A recent Dutch study found preoperative infection or inflammation to be associated with worse outcomes in cystic fibrosis (CF) patients undergoing lung transplantation surgery. This finding might help clinicians better estimate risk before such surgery. The study, titled “Pretransplant HRCT Characteristics Are Associated with Worse Outcome of Lung Transplantation for Cystic Fibrosis Patients,“ was published in the journal PLOS ONE.

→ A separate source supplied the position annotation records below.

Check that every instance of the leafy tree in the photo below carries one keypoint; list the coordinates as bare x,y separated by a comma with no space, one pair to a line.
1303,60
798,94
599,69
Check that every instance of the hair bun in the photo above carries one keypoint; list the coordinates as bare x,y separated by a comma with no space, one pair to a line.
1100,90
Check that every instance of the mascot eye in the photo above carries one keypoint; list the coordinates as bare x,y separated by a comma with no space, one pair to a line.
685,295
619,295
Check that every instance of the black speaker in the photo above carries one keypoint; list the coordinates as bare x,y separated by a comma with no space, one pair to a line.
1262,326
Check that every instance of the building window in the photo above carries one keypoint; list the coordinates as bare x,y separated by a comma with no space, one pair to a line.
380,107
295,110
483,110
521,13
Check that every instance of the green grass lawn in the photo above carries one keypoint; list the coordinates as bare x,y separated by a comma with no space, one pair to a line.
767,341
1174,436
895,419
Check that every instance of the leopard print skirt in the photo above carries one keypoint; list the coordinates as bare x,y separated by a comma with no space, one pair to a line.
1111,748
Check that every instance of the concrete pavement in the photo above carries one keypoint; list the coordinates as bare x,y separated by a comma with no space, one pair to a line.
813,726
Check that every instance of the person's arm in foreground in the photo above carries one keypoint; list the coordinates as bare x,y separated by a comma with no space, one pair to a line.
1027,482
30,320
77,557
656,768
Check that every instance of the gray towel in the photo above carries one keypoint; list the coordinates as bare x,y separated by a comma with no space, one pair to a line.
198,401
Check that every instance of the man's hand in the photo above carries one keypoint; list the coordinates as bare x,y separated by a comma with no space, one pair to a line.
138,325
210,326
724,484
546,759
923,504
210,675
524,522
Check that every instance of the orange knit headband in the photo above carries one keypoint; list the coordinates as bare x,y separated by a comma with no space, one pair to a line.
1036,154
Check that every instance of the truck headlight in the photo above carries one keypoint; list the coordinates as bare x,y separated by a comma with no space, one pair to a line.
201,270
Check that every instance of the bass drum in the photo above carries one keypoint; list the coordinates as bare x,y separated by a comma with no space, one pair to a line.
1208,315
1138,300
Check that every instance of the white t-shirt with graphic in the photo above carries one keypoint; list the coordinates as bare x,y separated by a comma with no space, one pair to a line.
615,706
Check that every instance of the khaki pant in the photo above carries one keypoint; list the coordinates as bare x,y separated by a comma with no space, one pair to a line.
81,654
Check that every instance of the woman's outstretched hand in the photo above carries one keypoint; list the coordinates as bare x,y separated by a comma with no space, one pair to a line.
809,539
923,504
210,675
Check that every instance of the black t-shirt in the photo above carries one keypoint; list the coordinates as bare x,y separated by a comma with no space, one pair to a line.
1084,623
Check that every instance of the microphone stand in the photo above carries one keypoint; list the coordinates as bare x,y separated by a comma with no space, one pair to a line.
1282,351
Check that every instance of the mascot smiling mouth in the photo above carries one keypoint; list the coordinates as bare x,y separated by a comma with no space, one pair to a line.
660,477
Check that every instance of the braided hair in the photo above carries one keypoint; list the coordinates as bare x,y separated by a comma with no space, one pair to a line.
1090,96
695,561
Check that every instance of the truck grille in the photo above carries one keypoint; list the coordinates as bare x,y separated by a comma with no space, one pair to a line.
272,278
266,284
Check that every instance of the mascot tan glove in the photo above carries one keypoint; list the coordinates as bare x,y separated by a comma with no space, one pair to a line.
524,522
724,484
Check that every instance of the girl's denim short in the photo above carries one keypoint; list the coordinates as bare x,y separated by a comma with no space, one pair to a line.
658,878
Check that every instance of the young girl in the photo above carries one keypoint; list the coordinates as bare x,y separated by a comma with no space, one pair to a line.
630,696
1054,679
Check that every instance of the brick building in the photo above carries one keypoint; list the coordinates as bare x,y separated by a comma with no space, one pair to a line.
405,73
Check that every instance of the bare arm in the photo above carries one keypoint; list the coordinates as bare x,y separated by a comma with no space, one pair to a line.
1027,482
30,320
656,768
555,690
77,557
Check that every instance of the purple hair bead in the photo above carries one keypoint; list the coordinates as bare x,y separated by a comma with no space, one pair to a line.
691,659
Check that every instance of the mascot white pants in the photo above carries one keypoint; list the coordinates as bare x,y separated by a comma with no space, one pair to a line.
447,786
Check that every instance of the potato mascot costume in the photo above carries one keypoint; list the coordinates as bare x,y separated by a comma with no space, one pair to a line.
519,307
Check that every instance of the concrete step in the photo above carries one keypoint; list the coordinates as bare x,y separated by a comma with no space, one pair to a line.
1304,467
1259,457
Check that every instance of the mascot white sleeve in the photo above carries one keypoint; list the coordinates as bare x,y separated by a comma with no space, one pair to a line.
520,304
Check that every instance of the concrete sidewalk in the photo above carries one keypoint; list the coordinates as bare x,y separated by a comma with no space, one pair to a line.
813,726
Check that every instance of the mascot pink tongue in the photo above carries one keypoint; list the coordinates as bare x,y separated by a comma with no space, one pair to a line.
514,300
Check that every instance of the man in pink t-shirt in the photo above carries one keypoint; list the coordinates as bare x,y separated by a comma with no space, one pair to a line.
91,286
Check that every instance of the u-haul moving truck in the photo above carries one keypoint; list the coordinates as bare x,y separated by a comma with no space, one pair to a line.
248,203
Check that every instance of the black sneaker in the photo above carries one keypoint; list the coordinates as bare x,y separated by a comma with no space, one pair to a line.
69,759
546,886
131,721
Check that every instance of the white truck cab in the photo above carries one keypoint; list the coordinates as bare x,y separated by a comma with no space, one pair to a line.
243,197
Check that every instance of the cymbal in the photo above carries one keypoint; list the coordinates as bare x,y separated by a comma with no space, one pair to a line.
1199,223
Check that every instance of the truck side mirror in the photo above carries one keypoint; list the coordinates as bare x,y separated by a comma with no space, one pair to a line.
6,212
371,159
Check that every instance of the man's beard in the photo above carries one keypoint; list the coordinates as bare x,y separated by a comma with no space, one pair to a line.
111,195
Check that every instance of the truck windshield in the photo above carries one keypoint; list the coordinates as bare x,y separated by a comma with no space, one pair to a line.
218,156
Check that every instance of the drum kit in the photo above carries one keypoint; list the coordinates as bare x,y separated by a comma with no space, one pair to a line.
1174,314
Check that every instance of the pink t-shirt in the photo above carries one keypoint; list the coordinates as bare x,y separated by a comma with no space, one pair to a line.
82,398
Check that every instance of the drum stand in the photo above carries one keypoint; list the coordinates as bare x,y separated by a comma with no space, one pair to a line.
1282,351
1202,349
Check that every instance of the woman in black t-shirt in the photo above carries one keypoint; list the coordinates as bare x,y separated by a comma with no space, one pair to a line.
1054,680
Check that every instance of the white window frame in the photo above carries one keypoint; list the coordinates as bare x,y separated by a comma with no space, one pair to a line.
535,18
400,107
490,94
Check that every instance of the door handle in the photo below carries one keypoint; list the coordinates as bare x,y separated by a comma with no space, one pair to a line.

The study enrolled 53 patients scheduled for lung transplantation surgery at University Medical Centre, in Utrecht, the Netherlands. The team assessed their preoperative status using high-resolution computed tomography (HRCT) in combination with the severe advanced lung disease score (SALD), allowing it to analyze infection/inflammation, air trapping/hypoperfusion, normal/hyperperfusion, and bulla/cysts. Patients also underwent a physical examination, a diabetes screening, and a detailed overview of disease history.
The team found that patients with a dominant preoperative infection or inflammatory disease, according to the SALD score, were more likely to die from postoperative complications. In total, of the patients analyzed, 50% of those with infectious/inflammatory diseases died within one week after the transplant, compared to only 5% of patients with no signs of a dominant infection or inflammation.
Researchers also reported that patients with a dominant preoperative infection or inflammation received more packed red blood cells compared to other patients. In addition, more diabetic patients were found in the group with infection or inflammation, but — likely due to the small size of the study — the team could not prove a statistically significant difference. Scientists also observed that patients with more pleural thickening had more complications during surgery and required more blood transfusion.
The authors of the study, Gerdien Belle-van Meerkerk and colleagues from the Utrecht University Medical Centre, believe that if the results are confirmed in other studies, HRCT can be a useful tool for assessing preoperative and postoperative risk in lung transplant patients with CF. The technique is currently not widely used for perioperative risk estimations.
The team further suggested that the role of diabetes in the development of large airway disease and complications during lung transplantation should be investigated in more detail, as the condition might increase the risk for transplant-related mortality due to higher rates of pulmonary infections.